Objective: Treatment with agents that inhibit the renin-angiotensin system is commonly regarded as a gold standard renoprotective strategy in patients with chronic kidney diseases. For maximum antiproteinuric effect, the dose titration of these agents is recommended. This therapeutic strategy is not used for proteinuric patients who are not able to receive high doses of angiotensin-converting enzyme inhibitor or angiotensin II receptor antagonists.
Material and methods: In patients with primary glomerulonephritis (n=24), a randomized, triple-treatment, triple-period, cross-over study was performed to compare the effects of combined therapy with benazepril 5 mg and losartan 25 mg and monotherapy with either agent alone at a two-fold higher dose on the extent of tubular injury as assessed by alpha1-microglobulin (alpha1-m) excretion and the plasma level of transforming growth factor-beta1 (TGF-beta1).

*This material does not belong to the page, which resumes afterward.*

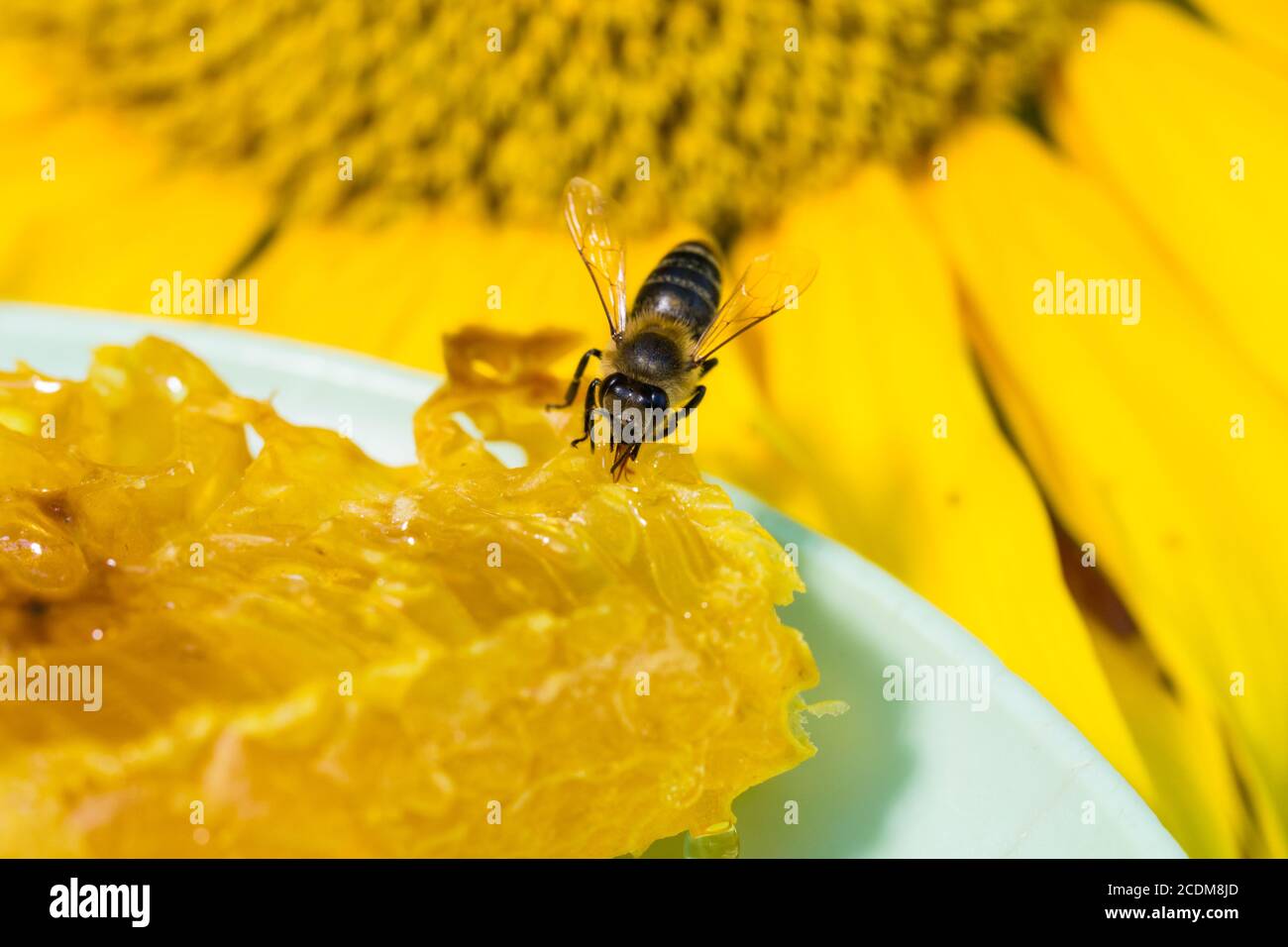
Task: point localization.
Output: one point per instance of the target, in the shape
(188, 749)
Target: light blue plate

Results: Combination therapy significantly reduced alpha1-m excretion compared to either agent used alone: 178.29+/-27.36 to 99.63+/-13.03 mg/g creatinine for losartan + benazepril vs 178.29+/-27.36 to 161.59+/-23.22 mg/g creatinine for benazepril alone (p<0.05; ANOVA) and 178.29+/-27.36 to 99.63+/-13.03 mg/g creatinine for losartan + benazepril vs 178.29+/-27.36 to 173.45+/-27.69 mg/g creatinine for losartan alone (p<0.05; ANOVA). There was a significant correlation between change in alpha1-m excretion and reduction in proteinuria (r=0.704; p=0.023). There were no differences in TGF-beta1 level between the studied treatments. Systemic blood pressure reduction did not differ among the therapies.

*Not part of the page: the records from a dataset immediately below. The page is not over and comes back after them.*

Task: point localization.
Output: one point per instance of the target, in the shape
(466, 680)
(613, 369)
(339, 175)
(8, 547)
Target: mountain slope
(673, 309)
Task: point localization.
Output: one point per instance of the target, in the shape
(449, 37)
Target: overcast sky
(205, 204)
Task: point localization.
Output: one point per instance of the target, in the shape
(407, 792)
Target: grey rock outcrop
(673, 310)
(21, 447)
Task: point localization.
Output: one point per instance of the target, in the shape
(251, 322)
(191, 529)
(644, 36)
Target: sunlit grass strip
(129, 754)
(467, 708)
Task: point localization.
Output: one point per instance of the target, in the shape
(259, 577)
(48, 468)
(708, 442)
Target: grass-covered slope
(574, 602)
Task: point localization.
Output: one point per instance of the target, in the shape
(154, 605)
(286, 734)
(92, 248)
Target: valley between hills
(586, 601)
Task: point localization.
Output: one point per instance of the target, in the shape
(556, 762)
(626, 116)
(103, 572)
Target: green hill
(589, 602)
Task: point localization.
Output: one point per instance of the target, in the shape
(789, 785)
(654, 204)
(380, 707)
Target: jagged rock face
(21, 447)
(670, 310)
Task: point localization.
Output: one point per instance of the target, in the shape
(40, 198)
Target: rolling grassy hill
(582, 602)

Conclusions: Combination therapy with angiotensin-converting enzyme inhibitor and angiotensin II subtype 1 receptor antagonists at very small doses may be superior to monotherapy with these agents at higher doses as far as tubular injury is concerned. We speculate that such a therapeutic strategy may be a useful approach for patients who are known not to be capable of receiving optimal renoprotective doses of these regimens.